The Milk Door is a Portal
June 13 – July 13, 2025

Christine Heindl
Curated by Liz Ainslie
Opening reception: Friday, June 13, 2025 from 6 - 8 pm
Press Release
Optically aggressive, yet tenderly constructed, Christine Heindl’s paintings suggest disorientation as a subject. Saturated primary and tertiary hues vibrate inside the engineered squares of a grid. From afar, it feels like an equation, but elements begin to delightfully slip the closer you step. Columns shift, rows are skipped, and sections follow their own rhythm. Heindl explains: “The patterns exist on a comfort/discomfort continuum - a sense of being neither there nor here, home or adrift.” Her interest in the grid contends with the nature of memory; she “re-collects” sensations of passing through doors and vestibules and pausing at mirrors reflecting patterned wallpapers, richly colored carpets, cabinets of multi-colored fabrics. She is fascinated with places that are in-between, like the tiny milk door in which the bottles were placed, neither inside nor outside a house, waiting for retrieval. Her work explores these incongruent or bewildering spatial sensations in relation to the activity of painting.
When Christine came to my studio, she asked if I had learned to write in cursive in school.
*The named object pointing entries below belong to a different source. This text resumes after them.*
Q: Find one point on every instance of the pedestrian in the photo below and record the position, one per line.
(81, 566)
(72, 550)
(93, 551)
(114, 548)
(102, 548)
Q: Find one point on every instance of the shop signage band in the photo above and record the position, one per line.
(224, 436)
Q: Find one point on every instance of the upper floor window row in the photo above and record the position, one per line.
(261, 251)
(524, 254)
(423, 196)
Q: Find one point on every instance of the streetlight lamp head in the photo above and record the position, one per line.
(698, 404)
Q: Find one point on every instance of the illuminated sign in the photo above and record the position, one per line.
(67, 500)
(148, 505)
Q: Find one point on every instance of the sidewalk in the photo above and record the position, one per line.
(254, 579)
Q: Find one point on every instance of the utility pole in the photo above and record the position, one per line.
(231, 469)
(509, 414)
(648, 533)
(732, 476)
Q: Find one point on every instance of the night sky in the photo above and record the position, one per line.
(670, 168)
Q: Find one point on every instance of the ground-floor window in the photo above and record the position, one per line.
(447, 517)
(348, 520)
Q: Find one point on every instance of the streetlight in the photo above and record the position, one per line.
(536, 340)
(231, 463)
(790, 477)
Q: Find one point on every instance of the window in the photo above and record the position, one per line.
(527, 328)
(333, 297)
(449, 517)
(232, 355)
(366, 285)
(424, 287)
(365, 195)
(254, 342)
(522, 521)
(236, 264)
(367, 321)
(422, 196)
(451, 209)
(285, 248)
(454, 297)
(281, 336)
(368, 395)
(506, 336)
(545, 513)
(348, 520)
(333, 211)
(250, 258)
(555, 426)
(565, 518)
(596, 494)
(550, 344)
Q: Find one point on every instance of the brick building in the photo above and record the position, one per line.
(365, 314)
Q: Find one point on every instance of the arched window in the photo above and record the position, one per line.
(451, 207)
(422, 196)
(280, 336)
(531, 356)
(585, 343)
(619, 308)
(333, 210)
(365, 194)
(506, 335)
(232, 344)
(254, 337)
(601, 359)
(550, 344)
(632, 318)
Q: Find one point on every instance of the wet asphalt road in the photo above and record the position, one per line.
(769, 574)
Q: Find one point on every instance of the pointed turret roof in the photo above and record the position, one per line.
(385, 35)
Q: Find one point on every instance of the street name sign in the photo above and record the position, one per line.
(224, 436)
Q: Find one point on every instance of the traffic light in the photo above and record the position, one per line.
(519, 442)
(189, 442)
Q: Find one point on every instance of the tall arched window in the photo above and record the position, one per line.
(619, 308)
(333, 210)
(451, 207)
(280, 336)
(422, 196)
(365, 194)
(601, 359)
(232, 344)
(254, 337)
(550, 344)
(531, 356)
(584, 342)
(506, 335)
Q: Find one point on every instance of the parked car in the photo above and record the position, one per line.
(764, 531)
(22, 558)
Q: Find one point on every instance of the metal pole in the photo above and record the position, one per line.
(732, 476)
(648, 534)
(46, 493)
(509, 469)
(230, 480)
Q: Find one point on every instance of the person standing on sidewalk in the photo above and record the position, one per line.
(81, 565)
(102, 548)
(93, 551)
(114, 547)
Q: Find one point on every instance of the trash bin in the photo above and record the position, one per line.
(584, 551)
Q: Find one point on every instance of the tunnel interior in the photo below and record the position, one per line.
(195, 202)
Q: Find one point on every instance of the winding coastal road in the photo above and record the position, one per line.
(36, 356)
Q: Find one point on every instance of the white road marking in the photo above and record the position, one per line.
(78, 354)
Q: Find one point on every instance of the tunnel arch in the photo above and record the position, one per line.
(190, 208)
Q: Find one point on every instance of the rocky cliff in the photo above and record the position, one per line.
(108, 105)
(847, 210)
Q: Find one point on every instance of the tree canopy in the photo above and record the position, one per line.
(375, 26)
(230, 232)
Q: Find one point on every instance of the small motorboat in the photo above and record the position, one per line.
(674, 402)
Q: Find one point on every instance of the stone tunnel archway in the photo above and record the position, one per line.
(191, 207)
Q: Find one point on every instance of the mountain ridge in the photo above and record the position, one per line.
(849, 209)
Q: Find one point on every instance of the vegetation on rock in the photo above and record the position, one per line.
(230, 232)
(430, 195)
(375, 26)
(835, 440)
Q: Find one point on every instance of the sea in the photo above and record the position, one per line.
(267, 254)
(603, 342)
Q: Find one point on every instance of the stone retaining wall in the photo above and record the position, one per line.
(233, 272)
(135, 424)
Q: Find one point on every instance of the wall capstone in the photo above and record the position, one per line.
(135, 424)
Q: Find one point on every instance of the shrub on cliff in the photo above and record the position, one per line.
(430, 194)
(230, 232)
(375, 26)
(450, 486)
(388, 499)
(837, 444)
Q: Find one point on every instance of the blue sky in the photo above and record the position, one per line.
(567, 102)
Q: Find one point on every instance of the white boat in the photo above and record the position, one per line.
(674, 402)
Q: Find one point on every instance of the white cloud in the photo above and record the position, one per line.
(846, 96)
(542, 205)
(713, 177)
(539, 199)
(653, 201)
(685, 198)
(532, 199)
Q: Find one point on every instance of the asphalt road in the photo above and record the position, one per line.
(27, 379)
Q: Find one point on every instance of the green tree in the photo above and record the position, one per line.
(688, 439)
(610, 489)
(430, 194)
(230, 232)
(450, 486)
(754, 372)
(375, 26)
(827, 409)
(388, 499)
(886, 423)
I hadn’t, really–I was taught the D'Nealian method–an in-between series of letterforms. She said it was a shame, and I agreed. The delicate looping lines that undulate over and around her gridded squares reveal an attention specific to her experience. Letter forms appear, too, and all of this adds a vulnerable touch to the graphic nature of the geometry.
Heindl’s work only fully reveals itself if viewed from multiple distances. The up-close is not the entire picture, and as you take in the full composition, you are missing the delightful details. We need work that operates outside of the Instagram-post grid. This grid is a system of slippage that marks time through the physicality of each decision.
Christine Heindl was born in Rochester, New York in 1960. She holds an MFA from Cornell University, and she has been the recipient of a Guggenheim Fellowship and a Joan Mitchell Fellowship. She has exhibited her work in multiple venues, most recently at TURN Gallery, Project Art Space, Zurcher Gallery, and at NADA New York with Northern/Southern of Austin, TX. She lives and works in Queens.